UNITED STATES DISTRICT COURT FOR THE MIDDLE DISTRICT OF PENNSYLVANIA
October 20, 2010
TEXROY ELLIOTT, PETITIONER
WARDEN MARTINEZ, RESPONDENT
The opinion of the court was delivered by: A. Richard Caputo United States District Judge
Texroy Joseph Elliott, an inmate presently confined at the Allenwood United States Penitentiary, White Deer, Pennsylvania (USP-Allenwood), filed this pro se habeas corpus Petition pursuant to 28 U.S.C. § 2241. Originally named as Respondents are USPAllenwood Superintendent R. Martinez, the United States Department of Homeland Security and Attorney General Eric Holder.*fn1 Service of the Petition was previously ordered.*fn2
Elliott describes himself as being a native and citizen of Jamaica who entered the United States as a lawful permanent resident in 1988. See doc. 1 at 13. According to his Petition, Elliott was convicted of unlawful delivery of a controlled substance in the Dauphin County Court of Common Pleas on August 5, 1996. As a consequence, removal proceedings were initiated by the Department of Homeland Security, Immigration and Customs Enforcement ("ICE") on the grounds that Elliott had been convicted of an aggravated felony. On October 25, 2001, Petitioner was removed from the United States.
Petitioner was arrested and charged with illegal re-entry into the United States on June 29, 2004. See id. at 20-21. Following a 2005 jury trial before Judge Conner of this Court, he was convicted of that charge and sentenced to a 100 month term of incarceration. See United States v. Elliot, 179 Fed. Appx. 859, 860 (3d Cir. 2006).*fn3 His conviction was affirmed by the Court of Appeals for the Third Circuit. See id. at 861.
Elliott's pending petition claims entitlement to federal habeas corpus relief on the basis that his due process rights were violated during the 1999 removal proceedings. Specifically, Petitioner asserts that he was denied a final removal hearing. See id. at 10. In addition to arguing that his removal was improper, Elliott also challenges the legality of his subsequent 2005 federal conviction for illegal re-entry conviction on the grounds that it resulted from an illegal removal.
Discussion Second or Successive Petition
Respondent correctly points out that Petitioner previously asserted challenges to the legality of his 2005 federal conviction and his 1999 removal in an unsuccessful § 2241 petition filed with Judge Conaboy of this Court, Elliott v.

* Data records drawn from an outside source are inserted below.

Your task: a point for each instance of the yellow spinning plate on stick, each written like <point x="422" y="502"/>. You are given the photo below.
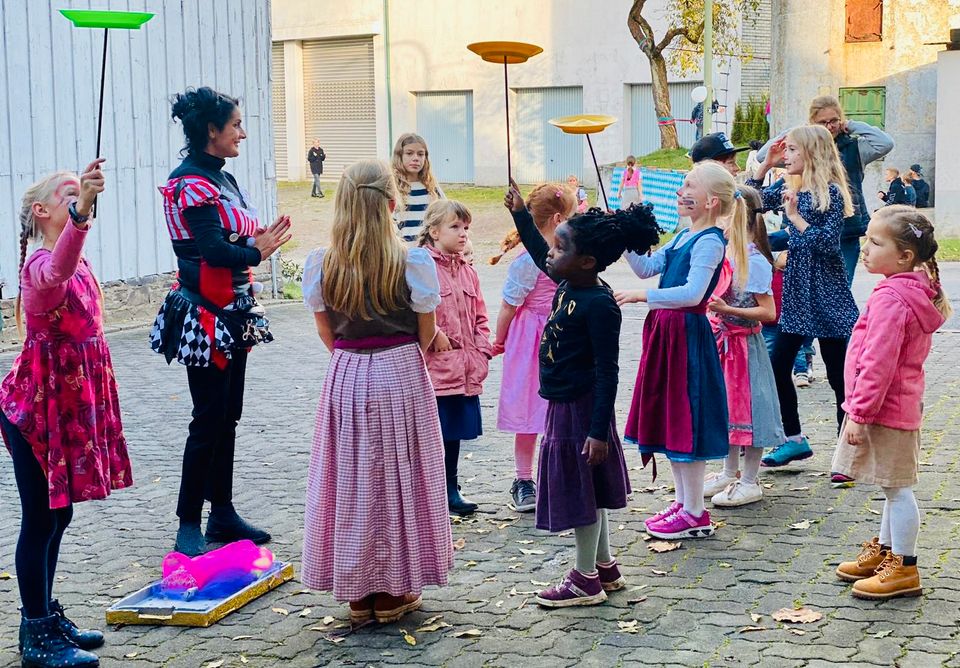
<point x="508" y="53"/>
<point x="587" y="124"/>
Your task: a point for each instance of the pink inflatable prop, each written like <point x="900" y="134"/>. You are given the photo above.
<point x="230" y="567"/>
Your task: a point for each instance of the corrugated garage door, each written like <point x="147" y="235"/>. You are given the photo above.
<point x="338" y="95"/>
<point x="644" y="131"/>
<point x="445" y="120"/>
<point x="279" y="90"/>
<point x="541" y="152"/>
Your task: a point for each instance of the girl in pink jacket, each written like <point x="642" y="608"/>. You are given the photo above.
<point x="458" y="359"/>
<point x="883" y="378"/>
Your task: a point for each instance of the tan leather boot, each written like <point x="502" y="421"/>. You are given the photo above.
<point x="865" y="565"/>
<point x="893" y="579"/>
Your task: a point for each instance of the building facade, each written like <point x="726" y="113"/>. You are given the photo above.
<point x="356" y="75"/>
<point x="878" y="57"/>
<point x="50" y="74"/>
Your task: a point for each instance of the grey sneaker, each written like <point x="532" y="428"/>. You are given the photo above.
<point x="524" y="493"/>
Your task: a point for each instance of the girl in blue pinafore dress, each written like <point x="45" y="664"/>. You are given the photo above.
<point x="679" y="404"/>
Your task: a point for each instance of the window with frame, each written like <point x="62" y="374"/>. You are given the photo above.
<point x="865" y="103"/>
<point x="864" y="21"/>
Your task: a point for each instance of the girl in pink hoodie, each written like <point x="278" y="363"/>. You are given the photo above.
<point x="880" y="436"/>
<point x="459" y="356"/>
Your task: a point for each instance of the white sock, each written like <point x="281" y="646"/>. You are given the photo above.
<point x="677" y="482"/>
<point x="692" y="474"/>
<point x="751" y="465"/>
<point x="732" y="463"/>
<point x="904" y="520"/>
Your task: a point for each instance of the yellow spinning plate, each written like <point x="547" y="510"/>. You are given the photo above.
<point x="513" y="52"/>
<point x="583" y="124"/>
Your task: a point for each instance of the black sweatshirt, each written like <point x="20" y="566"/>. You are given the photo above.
<point x="580" y="347"/>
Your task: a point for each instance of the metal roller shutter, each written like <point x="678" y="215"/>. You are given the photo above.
<point x="645" y="133"/>
<point x="338" y="96"/>
<point x="279" y="89"/>
<point x="445" y="121"/>
<point x="541" y="152"/>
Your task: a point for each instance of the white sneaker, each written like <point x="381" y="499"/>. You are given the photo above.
<point x="738" y="493"/>
<point x="713" y="483"/>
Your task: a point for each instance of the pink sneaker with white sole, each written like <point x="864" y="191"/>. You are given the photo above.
<point x="682" y="525"/>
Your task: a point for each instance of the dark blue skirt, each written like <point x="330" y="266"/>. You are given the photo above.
<point x="459" y="417"/>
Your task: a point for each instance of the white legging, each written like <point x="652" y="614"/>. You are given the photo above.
<point x="900" y="523"/>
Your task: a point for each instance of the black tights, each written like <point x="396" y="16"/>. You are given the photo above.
<point x="832" y="351"/>
<point x="41" y="528"/>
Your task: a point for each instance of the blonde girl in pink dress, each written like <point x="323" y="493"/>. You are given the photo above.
<point x="527" y="297"/>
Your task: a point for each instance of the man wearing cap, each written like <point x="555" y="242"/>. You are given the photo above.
<point x="715" y="146"/>
<point x="921" y="186"/>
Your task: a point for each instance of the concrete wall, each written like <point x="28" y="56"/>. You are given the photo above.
<point x="810" y="58"/>
<point x="588" y="47"/>
<point x="49" y="78"/>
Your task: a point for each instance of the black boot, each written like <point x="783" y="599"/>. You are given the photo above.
<point x="225" y="526"/>
<point x="451" y="460"/>
<point x="45" y="646"/>
<point x="84" y="639"/>
<point x="190" y="540"/>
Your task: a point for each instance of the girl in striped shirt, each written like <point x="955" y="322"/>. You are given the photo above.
<point x="415" y="182"/>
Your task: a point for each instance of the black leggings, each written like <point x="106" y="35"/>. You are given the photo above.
<point x="833" y="352"/>
<point x="41" y="529"/>
<point x="208" y="456"/>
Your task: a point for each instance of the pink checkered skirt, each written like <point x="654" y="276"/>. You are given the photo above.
<point x="376" y="516"/>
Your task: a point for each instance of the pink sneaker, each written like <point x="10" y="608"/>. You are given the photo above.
<point x="663" y="514"/>
<point x="682" y="525"/>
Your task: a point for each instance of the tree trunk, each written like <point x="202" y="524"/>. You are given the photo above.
<point x="661" y="100"/>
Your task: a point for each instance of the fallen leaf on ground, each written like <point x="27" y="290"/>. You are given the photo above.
<point x="469" y="633"/>
<point x="797" y="615"/>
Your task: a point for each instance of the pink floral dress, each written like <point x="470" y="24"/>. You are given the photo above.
<point x="62" y="395"/>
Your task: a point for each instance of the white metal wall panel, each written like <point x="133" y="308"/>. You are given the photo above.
<point x="541" y="152"/>
<point x="49" y="79"/>
<point x="279" y="90"/>
<point x="445" y="121"/>
<point x="644" y="131"/>
<point x="338" y="96"/>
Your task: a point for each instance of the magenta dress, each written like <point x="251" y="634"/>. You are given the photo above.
<point x="522" y="410"/>
<point x="61" y="392"/>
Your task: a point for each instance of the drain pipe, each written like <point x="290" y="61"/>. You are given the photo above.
<point x="386" y="53"/>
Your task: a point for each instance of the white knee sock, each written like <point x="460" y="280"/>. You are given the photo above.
<point x="692" y="474"/>
<point x="677" y="482"/>
<point x="751" y="465"/>
<point x="732" y="463"/>
<point x="904" y="520"/>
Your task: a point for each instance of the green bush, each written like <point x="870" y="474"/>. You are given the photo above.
<point x="749" y="121"/>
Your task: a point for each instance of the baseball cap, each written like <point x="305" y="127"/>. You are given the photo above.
<point x="713" y="146"/>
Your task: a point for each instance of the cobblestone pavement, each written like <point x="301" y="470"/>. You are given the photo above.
<point x="686" y="607"/>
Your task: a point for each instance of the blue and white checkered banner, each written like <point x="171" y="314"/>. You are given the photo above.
<point x="660" y="189"/>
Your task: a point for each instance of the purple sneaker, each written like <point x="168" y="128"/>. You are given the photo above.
<point x="575" y="589"/>
<point x="682" y="525"/>
<point x="610" y="577"/>
<point x="663" y="514"/>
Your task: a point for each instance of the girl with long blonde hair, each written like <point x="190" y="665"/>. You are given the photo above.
<point x="817" y="301"/>
<point x="416" y="185"/>
<point x="377" y="456"/>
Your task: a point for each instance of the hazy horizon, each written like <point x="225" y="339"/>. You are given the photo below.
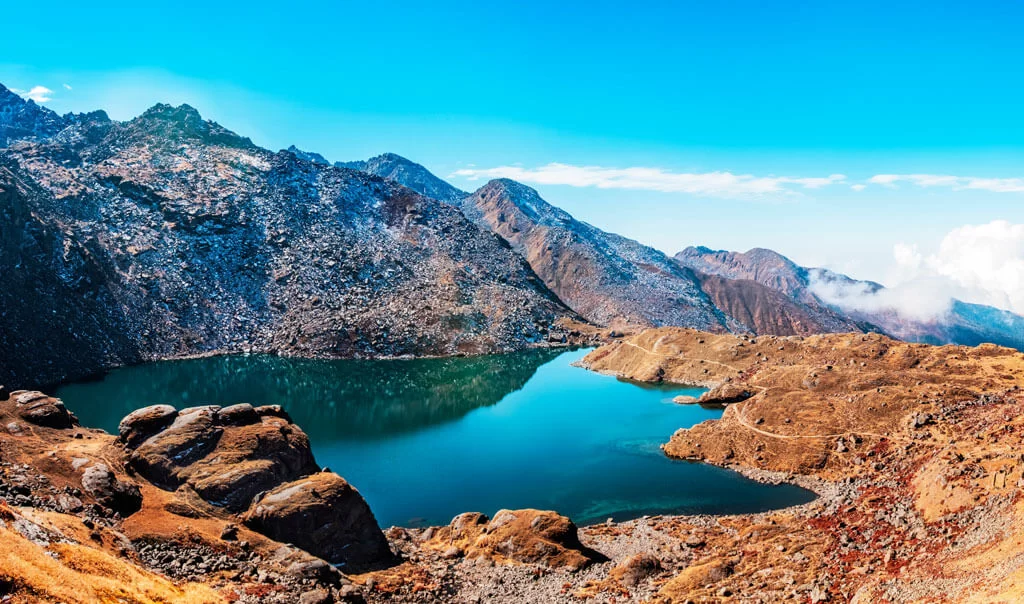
<point x="884" y="144"/>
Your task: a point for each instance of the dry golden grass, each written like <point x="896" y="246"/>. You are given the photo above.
<point x="74" y="573"/>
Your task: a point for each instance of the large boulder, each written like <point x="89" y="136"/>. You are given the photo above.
<point x="41" y="410"/>
<point x="226" y="456"/>
<point x="143" y="423"/>
<point x="324" y="515"/>
<point x="515" y="536"/>
<point x="99" y="481"/>
<point x="726" y="393"/>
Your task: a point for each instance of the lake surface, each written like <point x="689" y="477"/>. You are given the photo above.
<point x="426" y="439"/>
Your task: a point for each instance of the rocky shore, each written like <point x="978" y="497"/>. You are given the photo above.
<point x="912" y="449"/>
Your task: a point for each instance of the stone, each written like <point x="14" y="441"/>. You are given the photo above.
<point x="516" y="536"/>
<point x="324" y="515"/>
<point x="637" y="568"/>
<point x="238" y="415"/>
<point x="123" y="498"/>
<point x="142" y="423"/>
<point x="226" y="456"/>
<point x="726" y="393"/>
<point x="274" y="411"/>
<point x="316" y="597"/>
<point x="41" y="410"/>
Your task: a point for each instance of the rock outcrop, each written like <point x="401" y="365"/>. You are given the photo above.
<point x="225" y="458"/>
<point x="324" y="515"/>
<point x="515" y="536"/>
<point x="169" y="235"/>
<point x="41" y="410"/>
<point x="407" y="173"/>
<point x="913" y="449"/>
<point x="802" y="289"/>
<point x="607" y="278"/>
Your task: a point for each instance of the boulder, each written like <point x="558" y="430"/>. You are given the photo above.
<point x="273" y="411"/>
<point x="516" y="536"/>
<point x="324" y="515"/>
<point x="123" y="498"/>
<point x="726" y="393"/>
<point x="41" y="410"/>
<point x="165" y="458"/>
<point x="238" y="415"/>
<point x="226" y="455"/>
<point x="140" y="424"/>
<point x="637" y="568"/>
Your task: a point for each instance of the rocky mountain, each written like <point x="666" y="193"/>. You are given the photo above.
<point x="311" y="157"/>
<point x="614" y="281"/>
<point x="964" y="324"/>
<point x="169" y="235"/>
<point x="407" y="173"/>
<point x="25" y="119"/>
<point x="605" y="277"/>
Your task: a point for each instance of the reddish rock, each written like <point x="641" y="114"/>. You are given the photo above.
<point x="324" y="515"/>
<point x="523" y="536"/>
<point x="41" y="410"/>
<point x="225" y="455"/>
<point x="142" y="423"/>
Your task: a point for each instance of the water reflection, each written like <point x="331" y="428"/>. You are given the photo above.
<point x="327" y="398"/>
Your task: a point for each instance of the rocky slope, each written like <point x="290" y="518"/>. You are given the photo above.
<point x="913" y="449"/>
<point x="611" y="279"/>
<point x="169" y="235"/>
<point x="24" y="119"/>
<point x="605" y="277"/>
<point x="964" y="324"/>
<point x="921" y="441"/>
<point x="407" y="173"/>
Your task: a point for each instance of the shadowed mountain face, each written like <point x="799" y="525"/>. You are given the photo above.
<point x="170" y="235"/>
<point x="25" y="119"/>
<point x="409" y="174"/>
<point x="603" y="276"/>
<point x="964" y="324"/>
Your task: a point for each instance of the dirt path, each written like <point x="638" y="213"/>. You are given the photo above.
<point x="742" y="406"/>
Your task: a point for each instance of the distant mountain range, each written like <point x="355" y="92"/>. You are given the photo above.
<point x="170" y="235"/>
<point x="613" y="281"/>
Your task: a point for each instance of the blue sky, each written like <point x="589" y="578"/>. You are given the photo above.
<point x="647" y="109"/>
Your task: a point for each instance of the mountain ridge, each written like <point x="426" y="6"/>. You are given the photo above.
<point x="174" y="236"/>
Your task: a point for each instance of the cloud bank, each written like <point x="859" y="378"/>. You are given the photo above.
<point x="982" y="263"/>
<point x="639" y="178"/>
<point x="953" y="182"/>
<point x="37" y="93"/>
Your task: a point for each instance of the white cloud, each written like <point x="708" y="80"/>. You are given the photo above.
<point x="638" y="178"/>
<point x="38" y="93"/>
<point x="923" y="299"/>
<point x="953" y="182"/>
<point x="981" y="263"/>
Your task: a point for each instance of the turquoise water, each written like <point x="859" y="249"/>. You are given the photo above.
<point x="427" y="439"/>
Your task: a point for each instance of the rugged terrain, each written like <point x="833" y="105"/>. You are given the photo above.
<point x="913" y="449"/>
<point x="922" y="441"/>
<point x="169" y="235"/>
<point x="962" y="324"/>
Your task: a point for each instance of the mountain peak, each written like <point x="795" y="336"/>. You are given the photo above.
<point x="184" y="122"/>
<point x="183" y="114"/>
<point x="407" y="173"/>
<point x="20" y="118"/>
<point x="311" y="157"/>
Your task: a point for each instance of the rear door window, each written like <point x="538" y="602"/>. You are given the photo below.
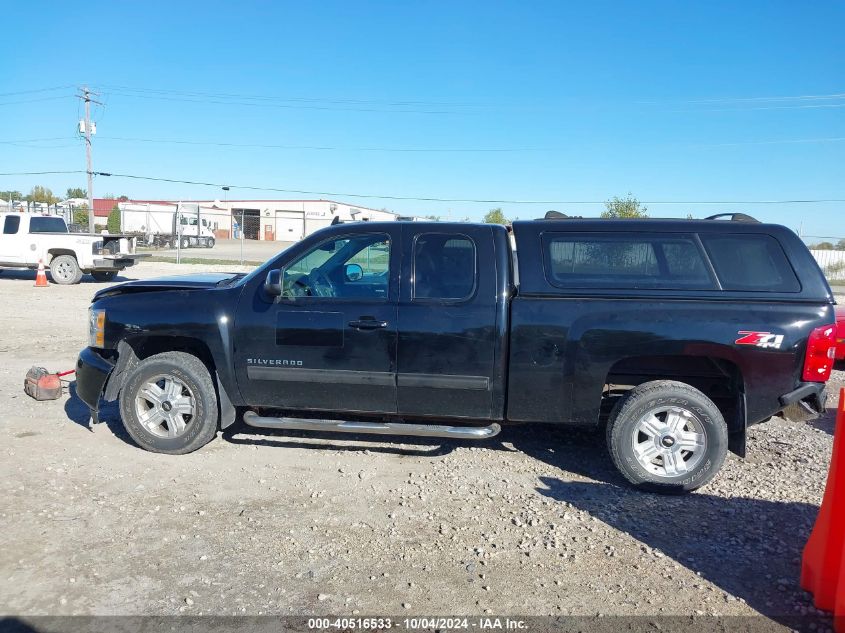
<point x="444" y="266"/>
<point x="750" y="262"/>
<point x="616" y="260"/>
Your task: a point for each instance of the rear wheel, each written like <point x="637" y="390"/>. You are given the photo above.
<point x="668" y="437"/>
<point x="104" y="275"/>
<point x="64" y="269"/>
<point x="169" y="404"/>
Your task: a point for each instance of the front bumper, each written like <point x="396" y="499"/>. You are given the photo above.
<point x="92" y="372"/>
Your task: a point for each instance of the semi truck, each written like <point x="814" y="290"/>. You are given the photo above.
<point x="674" y="336"/>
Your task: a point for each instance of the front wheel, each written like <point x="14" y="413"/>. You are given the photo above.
<point x="104" y="275"/>
<point x="667" y="437"/>
<point x="169" y="405"/>
<point x="65" y="270"/>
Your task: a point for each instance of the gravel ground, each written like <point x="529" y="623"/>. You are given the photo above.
<point x="535" y="521"/>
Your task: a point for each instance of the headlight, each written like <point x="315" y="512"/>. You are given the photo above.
<point x="96" y="328"/>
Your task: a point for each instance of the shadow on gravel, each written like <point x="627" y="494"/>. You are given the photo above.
<point x="23" y="274"/>
<point x="750" y="548"/>
<point x="826" y="423"/>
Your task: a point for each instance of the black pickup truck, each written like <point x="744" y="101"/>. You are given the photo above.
<point x="674" y="334"/>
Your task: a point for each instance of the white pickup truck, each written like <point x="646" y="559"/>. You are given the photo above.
<point x="27" y="238"/>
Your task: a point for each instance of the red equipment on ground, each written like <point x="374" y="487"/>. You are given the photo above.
<point x="823" y="564"/>
<point x="41" y="277"/>
<point x="44" y="385"/>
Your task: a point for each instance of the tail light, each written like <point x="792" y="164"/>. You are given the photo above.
<point x="821" y="347"/>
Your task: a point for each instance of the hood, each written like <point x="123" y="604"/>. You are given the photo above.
<point x="199" y="281"/>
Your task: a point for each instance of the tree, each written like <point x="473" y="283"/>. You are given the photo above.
<point x="80" y="215"/>
<point x="627" y="207"/>
<point x="41" y="194"/>
<point x="495" y="216"/>
<point x="113" y="223"/>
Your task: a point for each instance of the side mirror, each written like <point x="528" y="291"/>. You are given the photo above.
<point x="273" y="283"/>
<point x="353" y="272"/>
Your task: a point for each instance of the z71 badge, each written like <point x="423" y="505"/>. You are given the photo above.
<point x="760" y="339"/>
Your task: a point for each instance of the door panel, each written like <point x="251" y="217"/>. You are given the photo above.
<point x="447" y="318"/>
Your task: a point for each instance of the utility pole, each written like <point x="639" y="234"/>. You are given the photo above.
<point x="86" y="96"/>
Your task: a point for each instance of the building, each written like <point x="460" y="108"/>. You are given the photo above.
<point x="291" y="220"/>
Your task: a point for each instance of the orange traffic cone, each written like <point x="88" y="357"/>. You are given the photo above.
<point x="823" y="563"/>
<point x="41" y="277"/>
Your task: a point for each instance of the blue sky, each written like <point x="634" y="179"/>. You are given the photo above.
<point x="557" y="101"/>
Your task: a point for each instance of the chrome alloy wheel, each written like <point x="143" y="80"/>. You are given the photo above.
<point x="669" y="441"/>
<point x="165" y="406"/>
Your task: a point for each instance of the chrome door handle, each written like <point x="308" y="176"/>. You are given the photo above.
<point x="367" y="324"/>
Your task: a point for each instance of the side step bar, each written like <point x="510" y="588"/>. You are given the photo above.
<point x="376" y="428"/>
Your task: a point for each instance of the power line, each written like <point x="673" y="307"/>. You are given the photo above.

Holder, et al., Civil No. 3:CV-10-56 (M.D. Pa. May 12, 2010). See doc. 9 at 1. However, unlike the arguments raised in his prior action, Petitioner's pending case seeks relief on the basis of a purported denial of a final removal hearing.
28 U.S.C. § 2244(a) and Rule 9(b)*fn4 of the Rules Governing Section 2254 Cases in the United States District Courts, 28 U.S.C. foll. § 2254 (1977), set forth the pertinent authority for determination as to whether second or successive § 2241 habeas corpus petitions may be reviewed by federal district courts. See Graham v. Warden, FCIAllenwood, 2009 WL 326010 *1 (3d Cir. Oct. 13, 2009)(§ 2244(a) bars second or successive challenges to the legality of detention including § 2241 petitions which challenge the execution of a federal sentence).
The Supreme Court in McCleskey v. Zant, 499 U.S. 467, 483 (1991) expanded § 2244 to also preclude a person from raising a new claim in a subsequent habeas petition that he could have raised in his first habeas petition:
Our most recent decisions confirm that a petitioner can abuse the writ by raising a claim in a subsequent petition that he could have raised in his first, regardless of whether the failure to raise it earlier stemmed from a deliberate choice.
McCleskey, 499 U.S. at 489.
Elliott clearly filed a prior § 2241 action in this district court regarding the same removal proceeding and federal criminal prosecution which is the subject of his pending action. Although his pending matter includes arguments which were not included in his initial § 2441 action, Petitioner has not presented any substantive arguments as to why he failed to include those assertions in his prior federal habeas petition.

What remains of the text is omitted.